Law mandates that no court shall take cognizance of the offence without sanction from the government, but nowhere does it state what the word “cognizance” means. One of the objections of the government to the petition filed by Mr. Subramanian Swamy was that his private complaint seeking sanction for prosecution was premature as the question of sanction should arise only when the court decided to take cognizance. The Supreme Court did not accept this argument as taking cognizance, according to them, meant taking judicial notice of an offence. The Court clarified that it was different from initiation of proceedings.  Cognizance is taken at the initial stage when the magistrate applies mind to the facts mentioned in the complaint.  At that stage, the court has to refer only to averments made in the complaint and is not required to analyse evidence. The court endorsed the guidelines that the CVC had issued in 2005.

As per these guidelines, the grant of sanction is an administrative and not a quasi judicial function.  It is therefore not necessary in such cases for the competent authority to hear the version of the accused to decide whether prosecution sanction should be given or denied.  The authority should not undertake an inquiry to judge the veracity of allegations made against the public servant nor should it ask the investigating agency to further investigate the matter. All that is required is to assess whether the facts placed before the competent authority disclose prima facie commission of an offence by the public servant. If it finds enough evidence then it has to accord sanction; otherwise it can refuse.  But in both cases, according to the Court, the decision taken on the complaint of a citizen must be intimated to him.

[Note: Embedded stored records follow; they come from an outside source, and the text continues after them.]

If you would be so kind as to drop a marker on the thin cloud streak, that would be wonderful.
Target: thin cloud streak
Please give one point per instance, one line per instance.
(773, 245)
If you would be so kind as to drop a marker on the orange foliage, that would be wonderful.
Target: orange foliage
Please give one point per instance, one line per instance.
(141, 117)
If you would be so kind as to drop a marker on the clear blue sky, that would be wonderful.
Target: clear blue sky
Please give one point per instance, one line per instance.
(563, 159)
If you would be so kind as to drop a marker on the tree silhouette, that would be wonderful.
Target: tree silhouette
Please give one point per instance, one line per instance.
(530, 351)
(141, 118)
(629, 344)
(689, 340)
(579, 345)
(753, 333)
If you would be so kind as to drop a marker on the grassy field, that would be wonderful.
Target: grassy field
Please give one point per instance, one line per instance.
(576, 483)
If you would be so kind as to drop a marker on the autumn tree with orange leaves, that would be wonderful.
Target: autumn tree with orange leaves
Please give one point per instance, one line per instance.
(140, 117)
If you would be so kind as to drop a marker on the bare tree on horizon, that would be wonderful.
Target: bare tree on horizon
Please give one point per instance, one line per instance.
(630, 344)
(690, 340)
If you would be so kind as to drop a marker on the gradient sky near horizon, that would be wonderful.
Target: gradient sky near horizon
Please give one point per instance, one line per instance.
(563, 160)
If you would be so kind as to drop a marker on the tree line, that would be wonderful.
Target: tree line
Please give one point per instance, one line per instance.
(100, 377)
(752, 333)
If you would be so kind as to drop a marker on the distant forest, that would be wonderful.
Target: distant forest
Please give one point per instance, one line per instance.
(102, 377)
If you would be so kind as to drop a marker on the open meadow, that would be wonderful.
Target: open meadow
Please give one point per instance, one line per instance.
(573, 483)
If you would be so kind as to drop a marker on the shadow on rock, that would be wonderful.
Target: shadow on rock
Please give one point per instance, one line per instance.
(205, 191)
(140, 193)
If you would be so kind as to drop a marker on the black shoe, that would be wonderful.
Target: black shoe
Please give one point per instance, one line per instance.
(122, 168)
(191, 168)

Who can seek sanction for prosecution?

There has always been a presumption that only an investigating or a prosecuting agency can seek sanction to prosecute a public servant.  The significance of Supreme Court’s judgement in Subramanian Swamy’s case lies in the clear enunciation of a private citizen’s right to seek sanction to prosecute a public servant who is accused of having committed an offence under the Prevention of Corruption Act, 1988.  One of the main objections raised by the government in this case was that Subramanian Swamy had no locus standi to file his complaint as the CBI was already investigating the allegations.  The Court rejected this argument on two grounds.  One, there is no provision in law that debars a citizen from filing a complaint.  Two, an offence harms not only an individual but the whole society.  Every citizen, therefore, has a right to take an offender to court.  The Court has linked the right of a citizen to file a complaint with his right to access the court to set criminal law into motion.  This, according to the judgement, is a constitutional right, which cannot be “whittled down, circumscribed or fettered by putting it into a straitjacket formula of locus standi unknown to criminal jurisprudence…” 

Rationale for Sanction

The idea that public servants should be provided protection from being prosecuted in courts of law is a part of the concept of sovereign immunity that we have adopted.  The way the concept has developed, it has meant two things.  One, the sovereign can do no wrong; and two, no suit can be instituted against it without its consent. While the first idea has more or less been discarded by us in law, the second has been persevered with, mainly because this provided the post independence rulers of this country a shield to protect themselves from being held accountable.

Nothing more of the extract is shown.